The way that organisations view exposure, risk, responsibility and response is critical and subject to a host of influences.
TechPro, in association with DataSolutions and Checkpoint, surveyed 237 Irish IT professionals in December of 2013 to see how these recent developments, as well as media coverage of security incidents, have influenced attitudes to information technology security in Ireland.
The survey began by asking respondents about their perceptions of the incidence of security incidents in the previous 12 months. Nearly a quarter (24%) said that the number of incidents increased either noticeably or substantially during that time. The majority (62%) said that the number of incidents was about the same. A relatively small 8% said that security incidents decreased either noticeably or substantially in the period, with just 6% saying that they did not know.

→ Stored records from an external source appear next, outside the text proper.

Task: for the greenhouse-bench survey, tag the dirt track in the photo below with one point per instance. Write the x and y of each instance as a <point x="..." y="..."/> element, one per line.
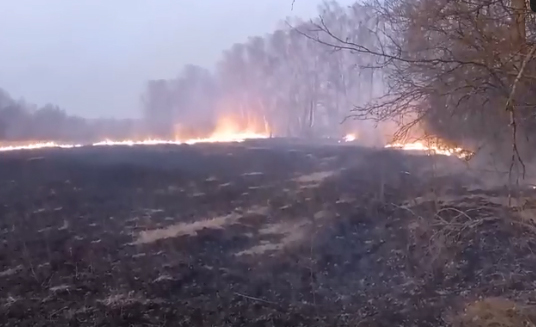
<point x="252" y="234"/>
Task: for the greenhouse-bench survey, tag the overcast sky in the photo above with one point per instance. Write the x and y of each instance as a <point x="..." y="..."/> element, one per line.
<point x="92" y="57"/>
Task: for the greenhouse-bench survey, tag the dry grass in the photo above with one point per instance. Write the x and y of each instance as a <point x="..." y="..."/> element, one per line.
<point x="496" y="312"/>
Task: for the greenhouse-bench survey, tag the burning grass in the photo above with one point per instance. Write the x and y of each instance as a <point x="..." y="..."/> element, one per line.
<point x="273" y="253"/>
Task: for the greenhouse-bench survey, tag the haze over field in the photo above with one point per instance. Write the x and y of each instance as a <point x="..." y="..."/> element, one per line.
<point x="94" y="57"/>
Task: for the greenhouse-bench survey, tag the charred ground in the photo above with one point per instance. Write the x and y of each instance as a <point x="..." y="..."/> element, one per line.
<point x="253" y="234"/>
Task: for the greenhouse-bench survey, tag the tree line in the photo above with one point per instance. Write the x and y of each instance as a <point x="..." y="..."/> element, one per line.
<point x="460" y="70"/>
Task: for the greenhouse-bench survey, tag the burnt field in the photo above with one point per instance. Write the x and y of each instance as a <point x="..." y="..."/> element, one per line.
<point x="257" y="234"/>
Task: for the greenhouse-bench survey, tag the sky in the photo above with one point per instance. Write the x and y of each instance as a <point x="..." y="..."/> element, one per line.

Half of respondents said that they had experienced a security incident during the past 12 months, such as infiltration by a virus, malware or ransomwware and data theft.“These are a well understood threats with easily identifiable symptoms, but what about all the other non-traditional threats that aren’t so easy to recognise?” asked James McLoughlin, senior security engineer, DataSolutions. “What the survey highlights is that there is a noticeable emergence of less tangible threats for example 14.3% reported data leakage by an employee; 3% cyberattack on mobile platforms; 3% theft of sensitive data by a third party and so on. There is a continued emergence of less obvious threats and the paradigm is changing and Irish organisations need to be aware of this.”
This must be balanced by 48% who said that they had not experienced any of the mentioned security incidents.
The survey asked if the increasing number of news stories on IT security breaches over the last year had impacted the way in which the security of organisations’ data and assets was viewed. More than a third (35%) of respondents indicated that they were a lot more concerned, and 44% indicated they were slightly more concerned. Less than one in five (18%) said that they were not concerned.
These results leave no doubt that media coverage has a significant impact on perceptions in organisations. It should have positive effects, with organisations examining their security measures and practices more closely to ensure that they are effective and commensurate with the risks and responsibilities for that organisation. When respondents who answered yes to the effects of media coverage were asked if this had prompted a change in behaviour, the majority (70%) said yes, but almost a quarter (24%) said no, with the balance as don’t knows.
The issue of third party assurance was raised, when the survey asked if organisations asked where data will be stored by a third party or partner and with what security policies and practices. More than half (58%) said that they did as a matter of course, with a further 27% saying that they did some of the time, and a relatively minor 3% saying that they did not.
This is a reassuring result as third party assurance is now high on the agenda for organisations after many high profile breaches having been positively identified as originating with a third party supplier or partner. However, there are still concerns in this area.